Ex-King proposes Treasury pact to avoid corruption investigation reaches the Supreme Court
He proposes a tax adjustment which continues to hide its funds abroad
MadridThere are three investigations led by the Prosecutor's Office in Spain that delve into the figure of Juan Carlos I. Two of them have little chance of success because they occurred before the abdication of 2014 - protected by inviolability - but there is a third one that, if it ends up reaching the Supreme Court, could put the royal family on the ropes, since it also splashes Queen Sofia and some of her grandchildren. It is the opaque cards' investigation: credit cards allegedly given by a Mexican magnate and that Juan Carlos I and his wife would have used between 2016 and 2018 without declaring the expenses to the Treasury, for a value of more than 278,000 euros a year, which could lead to up to five years in prison for tax offense.
In order to prevent this investigation from going ahead at all costs, Juan Carlos I's lawyer is said to have filed a declaration with the Tax Office to regularize his tax situation in Spain, which would mean recognizing fraud. This regularization makes no reference to his money abroad.
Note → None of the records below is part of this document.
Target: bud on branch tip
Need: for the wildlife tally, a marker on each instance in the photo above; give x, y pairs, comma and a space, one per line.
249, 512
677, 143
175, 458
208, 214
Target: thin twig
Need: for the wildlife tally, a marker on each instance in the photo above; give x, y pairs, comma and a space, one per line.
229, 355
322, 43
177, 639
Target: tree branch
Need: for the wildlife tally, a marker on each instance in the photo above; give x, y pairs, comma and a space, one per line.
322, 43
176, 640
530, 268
According to the Sunday edition of El País, quoting sources from the Treasury, the proposal of the monarch's lawyer, who has been on the run for four months in the United Arab Emirates, is already on the table of the Ministry of Finance. Additionally, sources close to Juan Carlos I have assured the newspaper El Mundo they are studying together with their the legal team the possibility of presenting a regularization, which they say to have communicated to the Spanish government, but no voluntary declaration has been presented yet. Consulted by the ARA, the Ministry of Finance neither confirms nor denies the information, since by law they cannot refer either to taxpayers nor to specific files.
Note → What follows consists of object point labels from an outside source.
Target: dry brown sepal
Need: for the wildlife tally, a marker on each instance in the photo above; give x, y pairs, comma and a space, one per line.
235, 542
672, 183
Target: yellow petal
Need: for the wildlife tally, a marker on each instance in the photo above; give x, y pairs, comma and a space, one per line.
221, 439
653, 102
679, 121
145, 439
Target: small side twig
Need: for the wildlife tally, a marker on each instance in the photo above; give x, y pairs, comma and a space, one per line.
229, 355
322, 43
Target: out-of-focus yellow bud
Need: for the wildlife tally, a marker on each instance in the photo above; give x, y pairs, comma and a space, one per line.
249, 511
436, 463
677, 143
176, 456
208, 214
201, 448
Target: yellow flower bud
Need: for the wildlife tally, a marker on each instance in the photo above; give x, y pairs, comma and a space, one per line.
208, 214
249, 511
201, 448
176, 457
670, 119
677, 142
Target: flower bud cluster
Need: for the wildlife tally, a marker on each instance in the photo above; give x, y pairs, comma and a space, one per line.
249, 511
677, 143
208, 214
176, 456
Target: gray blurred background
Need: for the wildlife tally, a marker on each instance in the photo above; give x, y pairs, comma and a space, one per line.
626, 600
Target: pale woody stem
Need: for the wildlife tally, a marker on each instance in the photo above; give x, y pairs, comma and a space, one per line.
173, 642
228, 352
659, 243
Be that as it may, the willingness to negotiate with the Tax Agency means, for the first time, the admission of fraud. If an agreement is reached with the Treasury, Juan Carlos I would return all the money defrauded in Spain, plus a fine, in exchange for closing the judicial file. This would mean putting an end to the most complex judicial front for the monarch, since the Supreme Court Prosecutor's Office is inclined to close the investigation on the Meca high-speed train commissions, and does not expect to do much with the money-laundering folder - since it could go back to 2005. However, it would still not regularise his assets abroad.
Since the flight of the ex-King to Abu Dhabi, details of the monarch's alleged corruption have only grown. Felipe VI's position is becoming increasingly difficult, on the verge of a Christmas speech in which he will have to say something about his father's situation. In addition to this, he has decided to remain silent at a time when the extreme right is attempting to patrimonialise his figure. He has not made a single gesture in response to the avalanche of letters from retired soldiers who, with more than belligerent language, are asking him to react to Pedro Sánchez. The last letter, from more than 250 ex-military men willing to "give their lives" to defend Spain from the coalition government, who they accuse of "despising" Felipe VI.
Socialist party silence
The news from El Pais has shaken the beginning of the commemoration of the 42nd anniversary of the Spanish Constitution in Parliament this Sunday, but beyond Unidas Podemos none of the parties have put Juan Carlos I in a tight corner. Although for the spokesman of Podemos in Parliament, Pablo Echenique, the decision translates as a "confession of fraud", for the leader of the PP (a main opposition party), Pablo Casado, it is a fact to be framed in the "private life" of the monarch. The PSOE (the Socialist party), on the other hand, has decided to keep a scrupulous silence regarding the information. No socialist spokesman has made any statements to the press, and socialist members of the Spanish government have slipped out of the media, even from informal conversations.
For the PP, the "legacy" of the ex-King is untouchable. Casado has referred to Juan Carlos I as the "architect of the Transition" to democracy, and has not wanted to talk about recent events. The same has been done by some of the regional presidents of the PP such as Isabel Díaz Ayuso, from Madrid, who has assured that today was "a good day to vindicate his figure". The Basque National Party, on the other hand, which never takes part in this kind of proceedings, has launched a warning: the crown has to react to the suspicions of corruption or "it could bring them a surprise in the medium term", said its spokesman in Congress, Aitor Esteban.
Juan Carlos I's voluntary declaration has been on the table since his former lover Corinna Larsen declared that the ex-King had given her 65 million euros, coming from the Saudi King. But for now, it would seem that the monarch takes steps only when a cause that could affect him is not protected by inviolability.